“And Thane of Cawdor, too, went it not so?” he asked, with a half-assumed air of incredulity.

“To the self-same tune and words,” said Banquo.

The mysterious greeting of the witches now received strange confirmation, for messengers arrived from King Duncan, bringing news that the Thane of Cawdor had been condemned to death for treason, and that his title and estate were conferred on Macbeth. Such an instant proof of the witches’ powers of divination could not fail to fill Macbeth’s mind with strange imaginings.

“Glamis, and Thane of Cawdor!” he murmured to himself. “The greatest is behind.” Then he spoke to Banquo apart: “Do you not hope your children shall be Kings, when those that gave the Thane of Cawdor to me promised no less to them?”

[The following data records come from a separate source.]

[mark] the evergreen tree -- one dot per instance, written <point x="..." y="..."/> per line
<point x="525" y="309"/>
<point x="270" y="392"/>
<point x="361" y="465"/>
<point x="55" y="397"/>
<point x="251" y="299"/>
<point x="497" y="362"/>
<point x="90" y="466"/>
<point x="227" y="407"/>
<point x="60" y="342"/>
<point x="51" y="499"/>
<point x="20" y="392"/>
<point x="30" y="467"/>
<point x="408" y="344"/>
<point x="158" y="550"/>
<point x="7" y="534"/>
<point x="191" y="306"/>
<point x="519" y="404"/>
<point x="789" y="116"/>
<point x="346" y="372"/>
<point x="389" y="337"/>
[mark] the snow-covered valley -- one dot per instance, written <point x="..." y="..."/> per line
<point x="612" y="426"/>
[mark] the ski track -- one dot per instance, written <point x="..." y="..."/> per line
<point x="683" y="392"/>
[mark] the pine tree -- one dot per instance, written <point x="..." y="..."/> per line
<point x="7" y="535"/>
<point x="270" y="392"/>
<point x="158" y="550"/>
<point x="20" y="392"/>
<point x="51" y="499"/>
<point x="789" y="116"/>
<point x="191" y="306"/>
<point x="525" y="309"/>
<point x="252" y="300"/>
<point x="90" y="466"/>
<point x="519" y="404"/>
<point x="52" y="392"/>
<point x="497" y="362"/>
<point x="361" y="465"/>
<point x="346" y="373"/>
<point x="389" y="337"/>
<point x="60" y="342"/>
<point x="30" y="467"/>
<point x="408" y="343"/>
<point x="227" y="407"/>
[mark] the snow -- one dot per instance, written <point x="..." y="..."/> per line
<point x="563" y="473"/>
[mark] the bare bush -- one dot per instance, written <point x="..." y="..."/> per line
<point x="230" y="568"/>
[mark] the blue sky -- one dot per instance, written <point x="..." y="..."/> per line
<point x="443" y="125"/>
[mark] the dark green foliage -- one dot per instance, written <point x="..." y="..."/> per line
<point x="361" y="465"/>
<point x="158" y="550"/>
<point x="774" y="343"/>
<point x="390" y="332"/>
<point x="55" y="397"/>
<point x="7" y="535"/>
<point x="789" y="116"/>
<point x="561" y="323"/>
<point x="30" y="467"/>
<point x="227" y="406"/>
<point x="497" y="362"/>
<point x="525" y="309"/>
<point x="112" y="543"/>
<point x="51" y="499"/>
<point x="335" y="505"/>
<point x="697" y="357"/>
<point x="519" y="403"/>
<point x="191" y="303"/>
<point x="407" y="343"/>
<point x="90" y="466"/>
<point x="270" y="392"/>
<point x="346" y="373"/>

But Banquo’s nature was less easily carried away than Macbeth’s. He warned him that it was dangerous to put any trust in doers of evil; often to win people to their harm they would tell truth in trifles, in order to betray them in matters of the deepest consequence.

Macbeth scarcely paid any attention to what Banquo said. His thoughts were fixed now on one idea. The witches had foretold truly that he should be Thane of Cawdor when there seemed no likelihood of such an event taking place. Why, then, should they not have spoken equal truth when they foretold a higher honour?

A dreadful idea was already beginning to take shape in Macbeth’s mind. At first he shrank from it in horror, but again and again it came back with renewed force. At last he tried resolutely to thrust it from him.

“If chance will have me King, why, chance may crown me, without my stir,” he said to himself. Then, with the feeling that he would leave events to work out as fate chose, he added: “Come what come may, time and the hour runs through the roughest day.”

But even yet he could not put the matter from him, and determine to think no more about it, as a wise man would have done. He wanted to reflect over what had passed, and discuss it again with Banquo.

“Let us go to the King,” he said to Banquo; for the messengers had come to summon him to Duncan, in order to receive his thanks for the victory. “We will think over what has chanced, and later on, having in the meanwhile pondered it, let us speak our hearts freely to each other.”